Geographic distribution of insufficient sleep across the United States: a county-level hotspot analysis

Sleep Health. 2015 Sep 1;1(3):158-165. doi: 10.1016/j.sleh.2015.06.003.

Abstract

Introduction: Insufficient sleep is associated with cardiometabolic risk and neurocognitive impairment. Determinants of insufficient sleep include many social and environmental factors. Assessment of geographic hot/coldspots may uncover novel risk groups and/or targets for public health intervention. The aim of this study was to discern geographic patterns in the first data set to include county-level sleep data.

Methods: The 2009 Behavioral Risk Factor Surveillance System was used. Insufficient sleep was assessed with a survey item and dichotomized. Data from n = 2231 counties were available. Tests for significant spatial concentrations of high/low levels of insufficient sleep (hotspots/coldspots) used the Getis-Ord G* statistic of local spatial concentration, chosen due to the nature of missing data.

Results: Eighty-four counties were hotspots, with high levels of insufficient sleep (P < .01), and 45 were coldspots, with low insufficient sleep (P < .01). Hotspots were found in Alabama (1 county), Arkansas (1), Georgia (1), Illinois (1), Kentucky (25), Louisiana (1), Missouri (4), Ohio (7), Tennessee (12), Texas (9), Virginia (6), and West Virginia (16). Coldspots were found in Alabama (1 county), Georgia (2), Illinois (6), Iowa (6), Michigan (2), Minnesota (1), North Carolina (1), Texas (7), Virginia (12), and Wisconsin (6). Several contiguous hotspots and coldspots were evident. Notably, the 17 counties with the highest levels of insufficient sleep were found in a contiguous set at the intersection of Kentucky, Tennessee, Virginia, and West Virginia (all P < .0002).

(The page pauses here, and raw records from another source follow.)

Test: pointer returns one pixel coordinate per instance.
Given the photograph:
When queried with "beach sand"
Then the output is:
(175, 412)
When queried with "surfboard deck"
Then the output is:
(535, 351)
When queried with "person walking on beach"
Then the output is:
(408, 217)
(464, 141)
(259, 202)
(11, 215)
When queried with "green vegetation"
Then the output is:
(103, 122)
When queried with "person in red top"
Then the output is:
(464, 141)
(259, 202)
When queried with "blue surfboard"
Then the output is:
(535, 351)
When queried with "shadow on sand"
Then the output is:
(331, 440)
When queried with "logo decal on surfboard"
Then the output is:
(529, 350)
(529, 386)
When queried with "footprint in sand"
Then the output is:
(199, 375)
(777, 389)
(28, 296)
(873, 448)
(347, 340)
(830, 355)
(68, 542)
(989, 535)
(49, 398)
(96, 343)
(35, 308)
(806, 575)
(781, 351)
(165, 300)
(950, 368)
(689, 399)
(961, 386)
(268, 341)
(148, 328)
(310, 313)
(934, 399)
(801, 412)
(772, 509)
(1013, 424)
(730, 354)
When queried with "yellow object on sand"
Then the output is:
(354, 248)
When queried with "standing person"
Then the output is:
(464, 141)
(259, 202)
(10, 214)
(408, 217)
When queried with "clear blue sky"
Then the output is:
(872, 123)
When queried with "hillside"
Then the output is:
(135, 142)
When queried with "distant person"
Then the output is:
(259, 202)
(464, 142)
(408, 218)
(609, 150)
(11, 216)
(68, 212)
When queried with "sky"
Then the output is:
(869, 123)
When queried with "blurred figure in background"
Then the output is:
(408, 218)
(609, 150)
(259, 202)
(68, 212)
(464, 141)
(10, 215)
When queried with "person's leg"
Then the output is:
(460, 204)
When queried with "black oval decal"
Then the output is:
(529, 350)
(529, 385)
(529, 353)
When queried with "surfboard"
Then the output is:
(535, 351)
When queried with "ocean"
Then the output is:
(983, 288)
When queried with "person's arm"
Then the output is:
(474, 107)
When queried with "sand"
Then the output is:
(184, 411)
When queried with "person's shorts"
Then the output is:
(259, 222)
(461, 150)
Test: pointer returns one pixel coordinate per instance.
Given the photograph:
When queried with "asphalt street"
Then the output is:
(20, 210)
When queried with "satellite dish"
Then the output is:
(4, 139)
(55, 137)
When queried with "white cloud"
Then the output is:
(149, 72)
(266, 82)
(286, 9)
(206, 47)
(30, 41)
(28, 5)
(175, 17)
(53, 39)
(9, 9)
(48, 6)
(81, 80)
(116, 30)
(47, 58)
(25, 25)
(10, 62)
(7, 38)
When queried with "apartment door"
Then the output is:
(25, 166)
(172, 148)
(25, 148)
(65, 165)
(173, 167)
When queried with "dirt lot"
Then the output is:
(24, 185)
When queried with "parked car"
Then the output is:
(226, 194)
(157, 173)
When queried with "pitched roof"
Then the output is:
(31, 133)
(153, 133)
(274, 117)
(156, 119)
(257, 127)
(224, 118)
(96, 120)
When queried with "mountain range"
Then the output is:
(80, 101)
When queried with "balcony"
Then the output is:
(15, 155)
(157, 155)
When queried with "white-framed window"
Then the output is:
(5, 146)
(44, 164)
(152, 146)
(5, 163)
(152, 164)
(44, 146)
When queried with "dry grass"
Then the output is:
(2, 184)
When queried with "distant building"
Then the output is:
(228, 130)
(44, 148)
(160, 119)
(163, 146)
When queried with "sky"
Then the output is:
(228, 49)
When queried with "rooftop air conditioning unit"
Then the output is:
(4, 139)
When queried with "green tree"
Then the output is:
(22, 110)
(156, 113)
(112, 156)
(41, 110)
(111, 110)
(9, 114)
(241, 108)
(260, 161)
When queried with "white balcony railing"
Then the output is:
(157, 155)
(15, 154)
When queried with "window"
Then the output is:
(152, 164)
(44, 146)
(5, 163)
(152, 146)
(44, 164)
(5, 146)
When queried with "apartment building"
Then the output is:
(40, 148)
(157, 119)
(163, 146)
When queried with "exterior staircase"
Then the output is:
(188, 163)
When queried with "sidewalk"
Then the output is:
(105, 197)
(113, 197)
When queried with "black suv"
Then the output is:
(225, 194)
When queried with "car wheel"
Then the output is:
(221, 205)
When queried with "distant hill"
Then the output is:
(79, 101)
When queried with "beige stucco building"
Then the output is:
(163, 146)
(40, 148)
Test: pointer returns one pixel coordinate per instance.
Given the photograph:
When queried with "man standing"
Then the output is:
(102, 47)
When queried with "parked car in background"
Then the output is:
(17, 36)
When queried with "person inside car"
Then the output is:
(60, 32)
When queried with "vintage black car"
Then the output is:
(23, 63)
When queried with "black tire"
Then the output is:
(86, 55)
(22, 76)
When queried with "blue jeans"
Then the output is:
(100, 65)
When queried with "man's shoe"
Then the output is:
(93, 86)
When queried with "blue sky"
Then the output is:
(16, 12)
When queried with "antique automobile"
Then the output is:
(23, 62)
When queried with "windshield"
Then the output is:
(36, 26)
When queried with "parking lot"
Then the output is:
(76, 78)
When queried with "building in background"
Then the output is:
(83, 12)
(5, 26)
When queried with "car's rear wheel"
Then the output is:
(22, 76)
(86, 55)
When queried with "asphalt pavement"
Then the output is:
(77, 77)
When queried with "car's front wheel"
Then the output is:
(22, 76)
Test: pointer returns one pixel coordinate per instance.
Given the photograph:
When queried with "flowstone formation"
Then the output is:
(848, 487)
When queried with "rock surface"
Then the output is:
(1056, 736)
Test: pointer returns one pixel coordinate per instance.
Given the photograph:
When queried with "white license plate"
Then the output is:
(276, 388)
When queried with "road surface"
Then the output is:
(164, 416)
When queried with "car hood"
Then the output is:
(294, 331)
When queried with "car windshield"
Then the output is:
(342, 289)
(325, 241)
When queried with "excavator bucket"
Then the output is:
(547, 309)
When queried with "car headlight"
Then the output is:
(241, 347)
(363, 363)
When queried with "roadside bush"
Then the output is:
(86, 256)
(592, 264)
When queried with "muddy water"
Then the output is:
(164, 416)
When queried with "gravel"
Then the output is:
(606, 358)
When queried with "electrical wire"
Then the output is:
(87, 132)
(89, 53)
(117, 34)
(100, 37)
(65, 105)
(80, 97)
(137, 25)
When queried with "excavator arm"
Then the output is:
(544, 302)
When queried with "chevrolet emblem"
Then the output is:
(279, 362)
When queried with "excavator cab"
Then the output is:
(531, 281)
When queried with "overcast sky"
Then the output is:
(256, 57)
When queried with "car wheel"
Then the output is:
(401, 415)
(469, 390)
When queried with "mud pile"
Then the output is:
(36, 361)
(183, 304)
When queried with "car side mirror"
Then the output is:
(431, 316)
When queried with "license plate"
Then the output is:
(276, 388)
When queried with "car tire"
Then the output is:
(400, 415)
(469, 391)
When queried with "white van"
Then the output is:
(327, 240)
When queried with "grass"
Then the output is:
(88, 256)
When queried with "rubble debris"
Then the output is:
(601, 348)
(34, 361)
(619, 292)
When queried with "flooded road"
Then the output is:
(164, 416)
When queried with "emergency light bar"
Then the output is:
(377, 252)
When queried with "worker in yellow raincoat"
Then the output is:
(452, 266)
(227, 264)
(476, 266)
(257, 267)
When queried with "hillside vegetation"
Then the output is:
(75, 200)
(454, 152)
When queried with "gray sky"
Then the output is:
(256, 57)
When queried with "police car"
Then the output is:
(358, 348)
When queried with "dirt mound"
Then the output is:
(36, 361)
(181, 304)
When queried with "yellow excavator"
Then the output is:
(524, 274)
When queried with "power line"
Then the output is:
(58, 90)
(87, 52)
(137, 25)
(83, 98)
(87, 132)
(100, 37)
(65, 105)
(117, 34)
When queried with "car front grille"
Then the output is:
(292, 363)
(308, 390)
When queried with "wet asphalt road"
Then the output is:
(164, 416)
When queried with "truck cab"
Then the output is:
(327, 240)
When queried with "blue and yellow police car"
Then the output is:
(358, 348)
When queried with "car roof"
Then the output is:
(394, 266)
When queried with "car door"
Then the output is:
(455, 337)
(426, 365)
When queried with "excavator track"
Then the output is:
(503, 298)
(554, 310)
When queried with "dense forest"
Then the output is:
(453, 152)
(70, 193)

Conclusions: Geographic distribution of insufficient sleep in the United States is uneven. Some areas (most notably parts of Appalachia) experience disproportionately high amounts of insufficient sleep and may be targets of intervention. Further investigation of determinants of geographic variability needs to be explored, which would enhance the utility of these data for development of public health campaigns.